Network restrictions#
By default, the container has full network access. This is usually fine: the agent needs to install packages (npm, pip), interact with git remotes, and call the LLM API. If you want to restrict outbound access to known-good destinations, set up an iptables firewall inside the container.
This requires adding back two capabilities:
{
"runArgs": [
"--cap-drop=ALL",
"--cap-add=NET_ADMIN",
"--cap-add=NET_RAW",
"--security-opt=no-new-privileges:true"
]
}Then add a postCreateCommand or entrypoint script that configures the firewall:
#!/bin/bash
# Allow loopback
iptables -A OUTPUT -o lo -j ACCEPT
# Allow DNS
iptables -A OUTPUT -p udp --dport 53 -j ACCEPT
iptables -A OUTPUT -p tcp --dport 53 -j ACCEPT
# Allow established connections
iptables -A OUTPUT -m state --state ESTABLISHED,RELATED -j ACCEPT
# Allowlist: LLM API, package registries, git hosting
iptables -A OUTPUT -p tcp --dport 443 -d api.anthropic.com -j ACCEPT
iptables -A OUTPUT -p tcp --dport 443 -d registry.npmjs.org -j ACCEPT
iptables -A OUTPUT -p tcp --dport 443 -d pypi.org -j ACCEPT
iptables -A OUTPUT -p tcp --dport 443 -d files.pythonhosted.org -j ACCEPT
iptables -A OUTPUT -p tcp --dport 443 -d github.com -j ACCEPT
# Drop everything else
iptables -A OUTPUT -j DROPFor most teams this is overkill. Do it if you’re running agents against sensitive codebases where data exfiltration is a concern.
Trail of Bits publishes a reference DevContainer that implements this pattern with a production-tested iptables setup.
What not to mount#
The container should only see the project directory. Never mount:
~/.ssh: the agent doesn’t need your SSH keys. Use HTTPS for git, or configure a deploy key inside the container.~/.aws,~/.config/gcloud: cloud credentials give the agent access to your infrastructure./var/run/docker.sock: the Docker socket gives the container root-equivalent access to the host. An agent with Docker socket access can spin up a privileged container and escape the sandbox entirely.- Your entire home directory: too broad. Mount only the specific project.

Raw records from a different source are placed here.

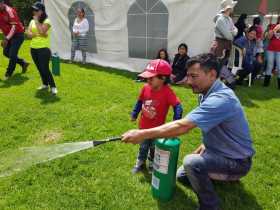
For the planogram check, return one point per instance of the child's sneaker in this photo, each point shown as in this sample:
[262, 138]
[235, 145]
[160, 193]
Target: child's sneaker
[139, 166]
[43, 87]
[151, 166]
[54, 91]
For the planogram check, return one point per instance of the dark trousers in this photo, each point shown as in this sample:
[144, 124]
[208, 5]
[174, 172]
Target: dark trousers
[200, 170]
[11, 52]
[41, 58]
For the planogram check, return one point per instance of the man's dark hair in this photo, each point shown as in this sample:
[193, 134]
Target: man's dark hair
[257, 21]
[207, 62]
[183, 45]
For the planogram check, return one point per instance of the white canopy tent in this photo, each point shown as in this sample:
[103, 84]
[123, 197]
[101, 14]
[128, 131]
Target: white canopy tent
[125, 34]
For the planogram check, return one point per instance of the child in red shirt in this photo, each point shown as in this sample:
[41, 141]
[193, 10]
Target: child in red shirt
[154, 101]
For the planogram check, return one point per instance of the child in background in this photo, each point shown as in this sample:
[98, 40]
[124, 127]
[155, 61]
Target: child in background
[154, 101]
[163, 54]
[179, 71]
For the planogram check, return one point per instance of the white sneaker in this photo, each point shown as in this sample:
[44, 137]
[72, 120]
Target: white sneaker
[54, 90]
[43, 87]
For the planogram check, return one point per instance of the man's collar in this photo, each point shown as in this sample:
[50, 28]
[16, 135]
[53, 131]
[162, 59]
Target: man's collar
[211, 89]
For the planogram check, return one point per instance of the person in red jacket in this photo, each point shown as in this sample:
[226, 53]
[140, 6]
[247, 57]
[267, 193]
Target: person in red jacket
[13, 32]
[154, 101]
[273, 52]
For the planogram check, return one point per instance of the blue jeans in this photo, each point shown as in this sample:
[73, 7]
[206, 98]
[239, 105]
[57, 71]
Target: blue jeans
[198, 170]
[11, 52]
[145, 147]
[271, 58]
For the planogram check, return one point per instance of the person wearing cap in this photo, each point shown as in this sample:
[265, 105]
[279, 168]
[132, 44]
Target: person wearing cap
[80, 35]
[154, 101]
[273, 52]
[226, 152]
[39, 32]
[225, 30]
[13, 31]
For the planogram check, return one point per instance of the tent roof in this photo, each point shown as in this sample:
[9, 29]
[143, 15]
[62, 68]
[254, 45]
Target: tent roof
[251, 7]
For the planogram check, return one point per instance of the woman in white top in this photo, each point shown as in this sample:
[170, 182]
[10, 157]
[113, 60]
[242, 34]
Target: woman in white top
[80, 35]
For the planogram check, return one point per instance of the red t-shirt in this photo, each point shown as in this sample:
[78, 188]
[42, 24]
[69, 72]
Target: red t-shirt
[274, 43]
[155, 105]
[8, 18]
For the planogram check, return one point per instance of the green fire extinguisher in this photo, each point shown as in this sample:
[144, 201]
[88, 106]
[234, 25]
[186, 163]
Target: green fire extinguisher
[56, 64]
[165, 167]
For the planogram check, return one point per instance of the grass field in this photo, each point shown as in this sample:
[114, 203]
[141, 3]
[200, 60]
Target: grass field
[94, 103]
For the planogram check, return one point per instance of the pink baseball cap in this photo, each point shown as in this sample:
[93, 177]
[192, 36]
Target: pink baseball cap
[157, 67]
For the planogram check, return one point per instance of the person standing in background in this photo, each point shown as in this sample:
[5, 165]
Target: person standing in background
[13, 31]
[241, 25]
[179, 65]
[257, 23]
[225, 30]
[163, 54]
[273, 52]
[80, 35]
[39, 31]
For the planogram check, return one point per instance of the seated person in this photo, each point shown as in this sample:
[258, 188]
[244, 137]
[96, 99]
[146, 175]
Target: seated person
[252, 62]
[179, 71]
[163, 54]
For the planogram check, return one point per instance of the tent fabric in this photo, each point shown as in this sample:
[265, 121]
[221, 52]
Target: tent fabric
[125, 34]
[251, 7]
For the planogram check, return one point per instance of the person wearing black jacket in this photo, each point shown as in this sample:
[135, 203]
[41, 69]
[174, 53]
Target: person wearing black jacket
[179, 64]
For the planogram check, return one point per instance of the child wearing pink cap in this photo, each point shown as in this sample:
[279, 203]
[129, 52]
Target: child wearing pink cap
[154, 101]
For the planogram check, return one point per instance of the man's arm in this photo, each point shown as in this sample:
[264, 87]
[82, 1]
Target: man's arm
[172, 129]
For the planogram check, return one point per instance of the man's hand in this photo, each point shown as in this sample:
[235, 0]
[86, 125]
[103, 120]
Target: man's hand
[200, 150]
[76, 33]
[133, 137]
[4, 43]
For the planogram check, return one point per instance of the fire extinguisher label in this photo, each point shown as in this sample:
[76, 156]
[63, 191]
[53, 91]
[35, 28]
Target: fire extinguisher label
[161, 160]
[155, 182]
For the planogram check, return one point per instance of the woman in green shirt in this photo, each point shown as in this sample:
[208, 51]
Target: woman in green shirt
[39, 32]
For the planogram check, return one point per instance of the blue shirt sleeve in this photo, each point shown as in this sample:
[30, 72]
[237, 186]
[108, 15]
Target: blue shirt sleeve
[214, 110]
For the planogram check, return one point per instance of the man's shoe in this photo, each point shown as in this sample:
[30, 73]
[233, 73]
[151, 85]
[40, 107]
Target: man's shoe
[25, 67]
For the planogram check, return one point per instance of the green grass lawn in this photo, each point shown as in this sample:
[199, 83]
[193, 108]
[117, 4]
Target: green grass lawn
[94, 103]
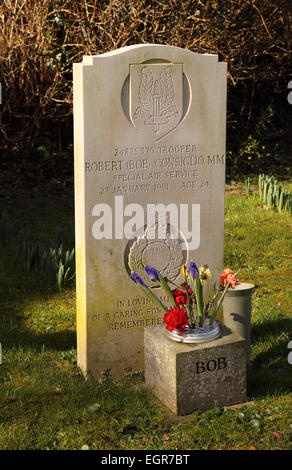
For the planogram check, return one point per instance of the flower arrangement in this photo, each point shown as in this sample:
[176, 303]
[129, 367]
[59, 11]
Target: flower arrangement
[188, 307]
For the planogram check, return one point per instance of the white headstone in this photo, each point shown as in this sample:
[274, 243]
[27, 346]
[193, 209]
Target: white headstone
[149, 125]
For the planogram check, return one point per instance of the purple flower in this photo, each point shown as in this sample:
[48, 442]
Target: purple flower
[152, 273]
[193, 269]
[138, 279]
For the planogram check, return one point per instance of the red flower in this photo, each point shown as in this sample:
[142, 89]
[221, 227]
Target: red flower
[226, 277]
[176, 318]
[180, 296]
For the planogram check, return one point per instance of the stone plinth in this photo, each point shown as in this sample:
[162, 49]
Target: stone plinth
[187, 377]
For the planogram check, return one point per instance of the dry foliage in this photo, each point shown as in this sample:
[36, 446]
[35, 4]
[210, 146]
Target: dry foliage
[40, 39]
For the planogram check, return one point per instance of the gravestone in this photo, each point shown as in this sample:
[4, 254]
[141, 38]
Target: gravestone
[149, 138]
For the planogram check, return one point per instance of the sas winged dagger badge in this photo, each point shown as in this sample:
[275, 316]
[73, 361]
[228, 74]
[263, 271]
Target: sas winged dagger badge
[156, 97]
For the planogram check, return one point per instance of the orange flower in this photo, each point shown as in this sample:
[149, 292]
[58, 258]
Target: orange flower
[226, 276]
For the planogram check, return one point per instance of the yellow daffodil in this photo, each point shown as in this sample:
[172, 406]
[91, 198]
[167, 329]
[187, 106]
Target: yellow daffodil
[205, 274]
[184, 272]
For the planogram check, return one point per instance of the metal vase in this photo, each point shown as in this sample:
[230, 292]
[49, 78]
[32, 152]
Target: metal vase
[237, 312]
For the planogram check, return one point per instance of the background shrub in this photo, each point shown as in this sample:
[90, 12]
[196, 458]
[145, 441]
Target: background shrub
[40, 40]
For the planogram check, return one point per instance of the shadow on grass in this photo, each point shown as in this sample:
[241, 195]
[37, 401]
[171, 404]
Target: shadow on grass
[14, 331]
[270, 372]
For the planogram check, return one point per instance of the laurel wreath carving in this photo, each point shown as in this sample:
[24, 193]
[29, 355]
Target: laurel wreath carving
[146, 87]
[171, 271]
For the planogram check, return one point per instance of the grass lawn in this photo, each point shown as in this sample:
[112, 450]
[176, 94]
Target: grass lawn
[45, 402]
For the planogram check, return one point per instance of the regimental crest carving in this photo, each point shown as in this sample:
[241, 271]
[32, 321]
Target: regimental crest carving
[165, 255]
[156, 100]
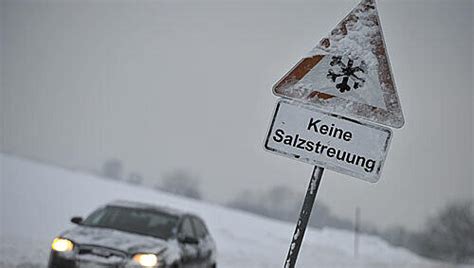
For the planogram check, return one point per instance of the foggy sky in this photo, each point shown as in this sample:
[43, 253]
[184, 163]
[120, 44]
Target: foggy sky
[166, 85]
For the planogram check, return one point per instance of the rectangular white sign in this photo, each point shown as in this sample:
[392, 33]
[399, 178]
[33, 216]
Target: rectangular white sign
[344, 145]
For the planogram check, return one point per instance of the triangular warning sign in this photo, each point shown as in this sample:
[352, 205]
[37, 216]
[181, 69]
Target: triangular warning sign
[348, 72]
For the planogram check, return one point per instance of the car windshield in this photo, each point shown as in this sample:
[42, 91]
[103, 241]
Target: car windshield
[134, 220]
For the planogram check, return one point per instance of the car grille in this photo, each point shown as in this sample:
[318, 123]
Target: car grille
[95, 256]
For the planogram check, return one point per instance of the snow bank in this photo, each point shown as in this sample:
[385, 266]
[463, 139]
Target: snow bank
[37, 202]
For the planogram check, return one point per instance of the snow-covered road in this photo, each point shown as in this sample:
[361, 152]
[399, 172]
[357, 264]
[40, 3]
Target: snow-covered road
[38, 200]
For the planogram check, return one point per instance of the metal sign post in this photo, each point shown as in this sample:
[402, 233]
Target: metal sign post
[346, 78]
[305, 214]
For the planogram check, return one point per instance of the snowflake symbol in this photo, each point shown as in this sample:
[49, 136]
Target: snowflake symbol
[347, 72]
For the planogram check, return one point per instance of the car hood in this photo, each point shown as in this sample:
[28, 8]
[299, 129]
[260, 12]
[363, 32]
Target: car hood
[127, 242]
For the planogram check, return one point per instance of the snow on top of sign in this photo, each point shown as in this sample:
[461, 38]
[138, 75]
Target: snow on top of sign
[357, 37]
[353, 39]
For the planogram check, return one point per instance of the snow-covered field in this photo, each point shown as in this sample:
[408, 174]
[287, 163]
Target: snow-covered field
[37, 202]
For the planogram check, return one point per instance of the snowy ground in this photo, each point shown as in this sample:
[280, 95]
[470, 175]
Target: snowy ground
[37, 202]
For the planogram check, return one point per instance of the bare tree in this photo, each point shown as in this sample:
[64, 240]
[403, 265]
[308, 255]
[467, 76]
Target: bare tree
[450, 235]
[181, 182]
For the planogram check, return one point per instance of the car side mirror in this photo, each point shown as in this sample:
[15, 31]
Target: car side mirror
[76, 220]
[187, 239]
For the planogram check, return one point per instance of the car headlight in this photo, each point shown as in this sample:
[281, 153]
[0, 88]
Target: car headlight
[146, 259]
[62, 245]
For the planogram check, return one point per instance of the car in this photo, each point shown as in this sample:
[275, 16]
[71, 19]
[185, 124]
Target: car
[126, 234]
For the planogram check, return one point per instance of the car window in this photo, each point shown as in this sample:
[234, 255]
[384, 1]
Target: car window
[187, 228]
[201, 230]
[152, 223]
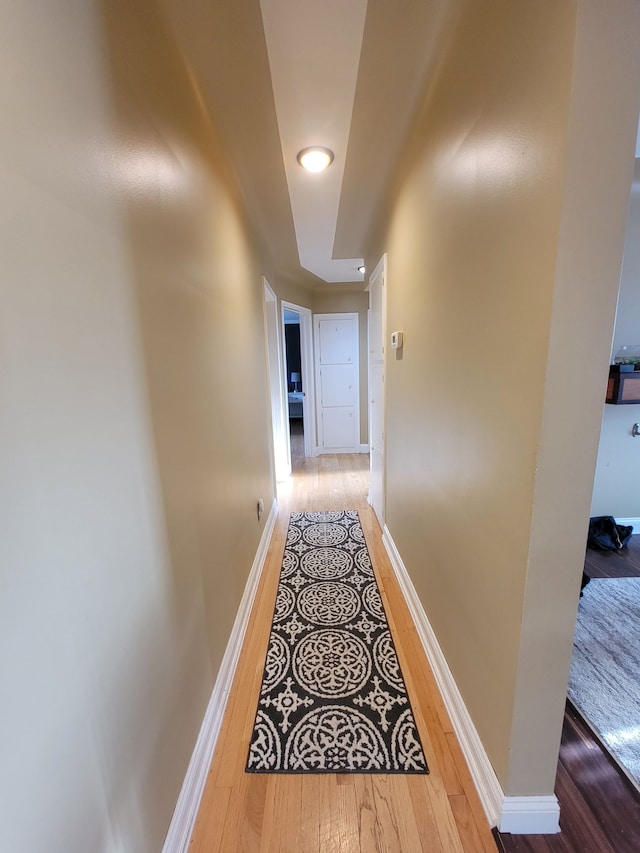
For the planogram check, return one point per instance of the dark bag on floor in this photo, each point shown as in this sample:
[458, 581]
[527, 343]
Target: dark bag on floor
[606, 535]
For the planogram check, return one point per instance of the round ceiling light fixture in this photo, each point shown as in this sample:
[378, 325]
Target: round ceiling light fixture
[315, 159]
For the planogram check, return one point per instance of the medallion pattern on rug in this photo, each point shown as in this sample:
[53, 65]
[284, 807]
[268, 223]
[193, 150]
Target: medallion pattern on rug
[332, 699]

If the agent needs credentials (API keys, database passwords), pass them as environment variables via a .env file instead of mounting credential files from the host.
Without VS Code#
The sandboxing pattern works with any container runtime. Plain Docker:
docker run -it --rm \
-v "$(pwd):/workspace" \
-w /workspace \
--cap-drop=ALL \
--security-opt=no-new-privileges:true \
--memory=4g \
--cpus=2 \
mcr.microsoft.com/devcontainers/base:ubuntu-24.04 \
bashInside the container, install Claude Code (npm install -g @anthropic-ai/claude-code) and run it with --dangerously-skip-permissions. The isolation is identical to the DevContainer approach.
For the devcontainer CLI without VS Code:
npm install -g @devcontainers/cli
devcontainer up --workspace-folder .
devcontainer exec --workspace-folder . claude --dangerously-skip-permissionsLimitations#
Containers share the host kernel. A kernel-level vulnerability could theoretically allow a container escape. For development work this risk is negligible. If you’re running agents against untrusted code from unknown sources, look at Docker Desktop’s Enhanced Container Isolation mode or a microVM approach for a hypervisor-level boundary.
Container isolation protects the host, not the project files. The agent can still delete files, overwrite code, or introduce bugs inside the mounted project directory. Git is your safety net. Commit before running autonomous agents, and review the diff before accepting changes.